Сводчик вышел из комнаты, потом через полминуты воротился назад.
— Что ты, любезный? — спросил я.
— Виноват, сударь, — забыл вам сказать, — Иван Федорович Выхин очень зарится на березовую рощу, которая подошла к самому саду, да вы не извольте ее продавать: березы-то сажены еще дедушкой покойного барина, — каждая обхвата в два будет.
— А если он заупрямится?
— Так извольте ему сказать, что вы и деревню-то затем покупаете, что вам эта роща нравится. В ней же всего-навсего десятин пять или шесть, — не потянется, сударь.
— Ну, хорошо… А, кстати, как тебя зовут, любезный?

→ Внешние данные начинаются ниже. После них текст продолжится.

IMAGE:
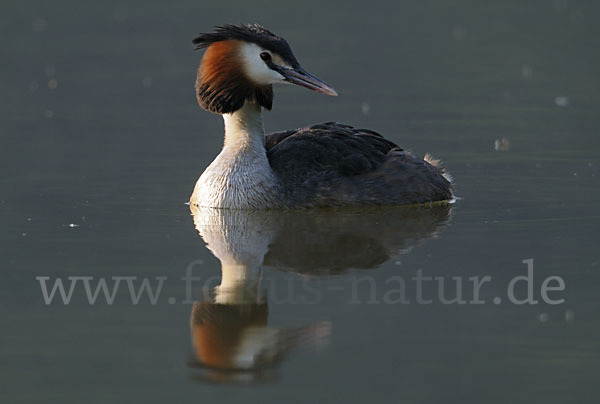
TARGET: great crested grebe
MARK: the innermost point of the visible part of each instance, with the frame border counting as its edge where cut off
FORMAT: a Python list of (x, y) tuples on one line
[(329, 164)]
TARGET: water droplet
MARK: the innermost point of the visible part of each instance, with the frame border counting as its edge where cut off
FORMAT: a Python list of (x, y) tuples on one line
[(365, 108)]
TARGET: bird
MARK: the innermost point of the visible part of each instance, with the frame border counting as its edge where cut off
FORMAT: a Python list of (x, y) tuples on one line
[(323, 165)]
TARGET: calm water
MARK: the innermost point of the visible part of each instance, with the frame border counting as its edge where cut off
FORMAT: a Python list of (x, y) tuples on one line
[(102, 142)]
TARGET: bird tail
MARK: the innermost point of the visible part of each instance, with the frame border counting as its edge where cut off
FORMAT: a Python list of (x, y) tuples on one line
[(437, 163)]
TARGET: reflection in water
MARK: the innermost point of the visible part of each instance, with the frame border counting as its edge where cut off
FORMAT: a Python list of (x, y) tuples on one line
[(231, 338)]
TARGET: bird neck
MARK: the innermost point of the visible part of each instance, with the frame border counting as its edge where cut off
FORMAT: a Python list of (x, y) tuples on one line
[(244, 130)]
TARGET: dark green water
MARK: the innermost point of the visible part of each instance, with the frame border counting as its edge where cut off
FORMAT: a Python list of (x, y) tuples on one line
[(100, 129)]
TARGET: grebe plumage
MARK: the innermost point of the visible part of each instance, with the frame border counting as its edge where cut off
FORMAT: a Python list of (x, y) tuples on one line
[(328, 164)]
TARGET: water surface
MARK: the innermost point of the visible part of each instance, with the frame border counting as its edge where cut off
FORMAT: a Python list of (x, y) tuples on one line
[(102, 142)]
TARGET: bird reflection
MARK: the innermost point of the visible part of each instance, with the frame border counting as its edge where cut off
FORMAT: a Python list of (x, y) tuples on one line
[(231, 338)]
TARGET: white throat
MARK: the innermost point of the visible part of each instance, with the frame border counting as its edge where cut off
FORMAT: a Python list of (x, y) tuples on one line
[(240, 177)]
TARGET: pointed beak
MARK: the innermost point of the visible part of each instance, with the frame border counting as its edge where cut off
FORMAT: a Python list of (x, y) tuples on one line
[(303, 78)]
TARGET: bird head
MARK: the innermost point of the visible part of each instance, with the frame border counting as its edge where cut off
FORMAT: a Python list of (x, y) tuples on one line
[(242, 62)]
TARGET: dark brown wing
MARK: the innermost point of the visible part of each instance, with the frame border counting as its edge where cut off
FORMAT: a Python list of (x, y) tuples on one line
[(335, 164)]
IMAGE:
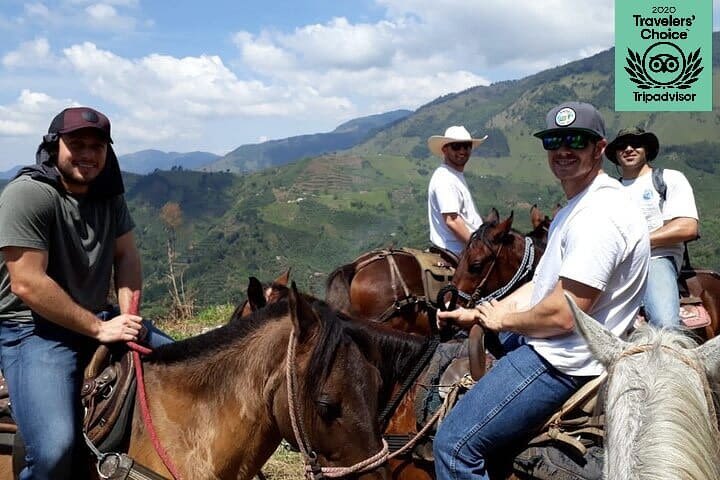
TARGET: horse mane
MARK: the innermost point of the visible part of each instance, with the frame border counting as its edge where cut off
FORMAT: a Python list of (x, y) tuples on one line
[(659, 403), (481, 234), (217, 339), (390, 351), (337, 286)]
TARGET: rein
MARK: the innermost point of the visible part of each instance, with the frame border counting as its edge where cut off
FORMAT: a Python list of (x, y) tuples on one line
[(313, 470), (525, 268)]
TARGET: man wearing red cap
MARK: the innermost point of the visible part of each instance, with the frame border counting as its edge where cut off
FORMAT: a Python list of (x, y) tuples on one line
[(65, 231)]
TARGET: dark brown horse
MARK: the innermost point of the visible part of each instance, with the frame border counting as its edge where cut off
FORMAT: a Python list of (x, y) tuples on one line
[(221, 401)]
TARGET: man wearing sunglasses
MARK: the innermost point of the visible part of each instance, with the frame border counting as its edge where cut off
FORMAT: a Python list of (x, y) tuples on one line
[(598, 251), (451, 211), (671, 218)]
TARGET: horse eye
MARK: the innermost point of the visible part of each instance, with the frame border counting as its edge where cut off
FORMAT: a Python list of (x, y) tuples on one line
[(475, 267), (327, 409)]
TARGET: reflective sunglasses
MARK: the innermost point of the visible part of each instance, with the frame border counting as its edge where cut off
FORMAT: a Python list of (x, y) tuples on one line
[(630, 143), (575, 140), (460, 145)]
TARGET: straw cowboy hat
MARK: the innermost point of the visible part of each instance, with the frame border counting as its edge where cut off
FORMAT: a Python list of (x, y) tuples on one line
[(452, 134), (647, 139)]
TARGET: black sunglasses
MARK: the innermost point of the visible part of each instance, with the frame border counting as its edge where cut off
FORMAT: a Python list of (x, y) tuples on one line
[(575, 140), (460, 145)]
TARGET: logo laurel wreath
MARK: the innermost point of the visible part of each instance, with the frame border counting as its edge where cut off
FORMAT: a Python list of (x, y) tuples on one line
[(637, 75)]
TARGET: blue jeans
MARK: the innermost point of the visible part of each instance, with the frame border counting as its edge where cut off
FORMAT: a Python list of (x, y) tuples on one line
[(517, 395), (43, 364), (662, 300)]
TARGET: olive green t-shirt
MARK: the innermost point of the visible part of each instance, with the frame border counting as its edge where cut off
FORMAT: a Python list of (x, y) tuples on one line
[(78, 233)]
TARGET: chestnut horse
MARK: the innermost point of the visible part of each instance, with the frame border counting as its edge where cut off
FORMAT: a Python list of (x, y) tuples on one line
[(366, 290), (222, 401)]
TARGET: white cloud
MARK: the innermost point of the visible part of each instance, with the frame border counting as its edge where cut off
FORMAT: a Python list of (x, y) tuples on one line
[(178, 93), (34, 54), (103, 16), (29, 110), (38, 11)]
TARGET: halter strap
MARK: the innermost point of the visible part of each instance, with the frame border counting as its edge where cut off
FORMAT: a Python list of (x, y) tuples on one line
[(525, 267), (313, 470)]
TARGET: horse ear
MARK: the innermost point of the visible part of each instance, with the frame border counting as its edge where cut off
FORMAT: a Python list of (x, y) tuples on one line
[(535, 216), (499, 231), (283, 278), (709, 354), (605, 346), (493, 216), (301, 314), (256, 297)]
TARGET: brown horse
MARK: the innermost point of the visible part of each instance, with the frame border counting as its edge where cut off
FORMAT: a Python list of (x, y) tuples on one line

— Савелий Прокофьев. Прощайте, батюшка!
Разумеется, я провел весь этот день в самых приятных мечтах: то мысленно удил рыбу в моей речке Афанасьевке, то гулял в столетней березовой роще или ел собственный свой виноград, свои доморощенные персики-венусы!.. Доходное именье в двадцати верстах от Москвы, прекрасная усадьба с такими барскими затеями, и все это достается не только даром, но даже с придачею!.. «Не может быть, — думал я, — чтоб этот старик меня обманывал: он вовсе не похож на обманщика. Да из чего бы он стал это делать? Если он хлопотал из того только, чтоб выманить у меня несколько рублей серебром, так зачем же, подучив деньги, воротился говорить со мною о березовой роще? Это уже было бы слишком хитро, да и вовсе для него бесполезно… Нет, видно, на этот раз мне посчастливилось!»
Часу в девятом вечера приехал ко мне старинный мой приятель Андрей Данилович Ерусланов. В первом выходе моих «Записок» я познакомил вас с этим ненавистником дилижансов и страстным любителем нашей русской тележной езды.
— Здравствуй, Богдан Ильич! — сказал он. — Я приехал с тобой повидаться и поговорить кой о чем. А, нечего сказать, далеконько ты живешь!
— Да, любезный друг! Я живу на Пресненских прудах, а ты на Чистых… версты четыре будет.
— Тебя, кажется, о здоровье спрашивать нечего, — продолжал Ерусланов, опускаясь в кресла, — ты смотришь так весело…
— Да и ты, кажется, вовсе не хмуришься.